When Adam Was A BoyJoe McMahon is a Clydesider and from his PR photograph you’d think he was actually built there. When Adam Was A Boy is his second album, all original songs, nicely packaged and he’s supported by a core band of Angus Lyon, Anna Massie and Susy Wall with contributions from James and Ursula Grant, Findlay Napier, Scott MacLeod, Pete Fletcher, Willie Campbell, Peter McGinty and DC MacMillan.

The first track, the upbeat ‘Open Stage’, compares life to an open mic gig. “Get out there and give it all you got” no matter how much or how little, is the key message. Joe dedicates the album to his late mother who worked as a stewardess on ‘The SS Orontes’ between Liverpool and Australia and said that it was her favourite ship. Joe’s song turns it into a ship plying a route between Earth and Heaven, carrying “the righteous home to the Lord”. Nothing is said about the rest of us.

In the title track, Joe recalls his childhood in Greenock with a huge heap of nostalgia about how much better things were back in simpler times decorated with lovely guitar by James Grant. ‘Trouble’ started out as an exercise in writing about a puddle and finished up as a song about his wife – I hope he cleared it with her in advance. Findlay Napier and Scott MacLeod provide the guitars and Angus Lyon lays down a retro Hammond organ. ‘Rocking Chair’ is a motif often used and Joe twists it to compare worrying to a rocking chair in that it will “keep you occupied; it won’t take you anywhere”. This is one of the tracks on which Anna Massie wields her banjo to good effect.

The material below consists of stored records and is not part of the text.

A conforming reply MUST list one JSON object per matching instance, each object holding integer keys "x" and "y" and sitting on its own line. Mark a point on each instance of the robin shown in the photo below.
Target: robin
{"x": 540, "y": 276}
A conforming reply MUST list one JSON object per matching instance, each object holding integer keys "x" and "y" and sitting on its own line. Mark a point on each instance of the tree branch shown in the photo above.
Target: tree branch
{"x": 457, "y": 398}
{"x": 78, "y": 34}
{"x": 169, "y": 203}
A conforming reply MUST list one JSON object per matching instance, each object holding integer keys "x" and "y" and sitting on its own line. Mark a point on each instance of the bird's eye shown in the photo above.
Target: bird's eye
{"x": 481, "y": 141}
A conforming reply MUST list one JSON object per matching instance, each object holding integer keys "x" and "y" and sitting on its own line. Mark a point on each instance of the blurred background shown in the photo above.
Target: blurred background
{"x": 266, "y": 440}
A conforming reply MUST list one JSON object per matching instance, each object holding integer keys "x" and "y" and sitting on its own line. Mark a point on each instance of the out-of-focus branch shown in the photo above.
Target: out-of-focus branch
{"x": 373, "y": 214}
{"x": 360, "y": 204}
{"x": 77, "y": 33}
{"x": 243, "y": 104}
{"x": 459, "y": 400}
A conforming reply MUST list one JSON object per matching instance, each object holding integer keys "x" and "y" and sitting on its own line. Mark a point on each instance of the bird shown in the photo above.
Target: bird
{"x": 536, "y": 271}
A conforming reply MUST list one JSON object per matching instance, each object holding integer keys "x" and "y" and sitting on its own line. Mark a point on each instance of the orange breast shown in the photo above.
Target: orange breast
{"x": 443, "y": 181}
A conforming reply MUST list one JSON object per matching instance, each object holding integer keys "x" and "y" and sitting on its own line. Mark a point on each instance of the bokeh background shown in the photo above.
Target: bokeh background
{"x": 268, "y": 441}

‘Far Away’ is about the restless commitment phobic with a country vibe that moves it from Glasgow to somewhere out west. ‘The Frog And The Scorpion’ retells the fable and “it’s my nature” is the take home message. ‘Uncomfortable Silence’ is a story of determination in the face of disapproval while ‘The Winter Fire’ takes an opposite view as a straightforward love song. ‘Mask No Fear’ was written for a dystopian film and is the only song that seems out of place.

‘In Her Time’ brings us back to the album’s dedication as Joe attempts to sum up his mother’s life in a few verses beginning with her in WWII aged ten followed by her shipboard adventures and ending with him hoping that, should he reach his mother’s great age, people will wonder about his life the way he thinks back in this song.

When Adam Was A Boy is a collection of songs rooted in Joe McMahon’s life; charming and personal but without undue sentiment. You can listen and think ‘yes, that could have been me’ even though you’ve never been to Greenock in your life.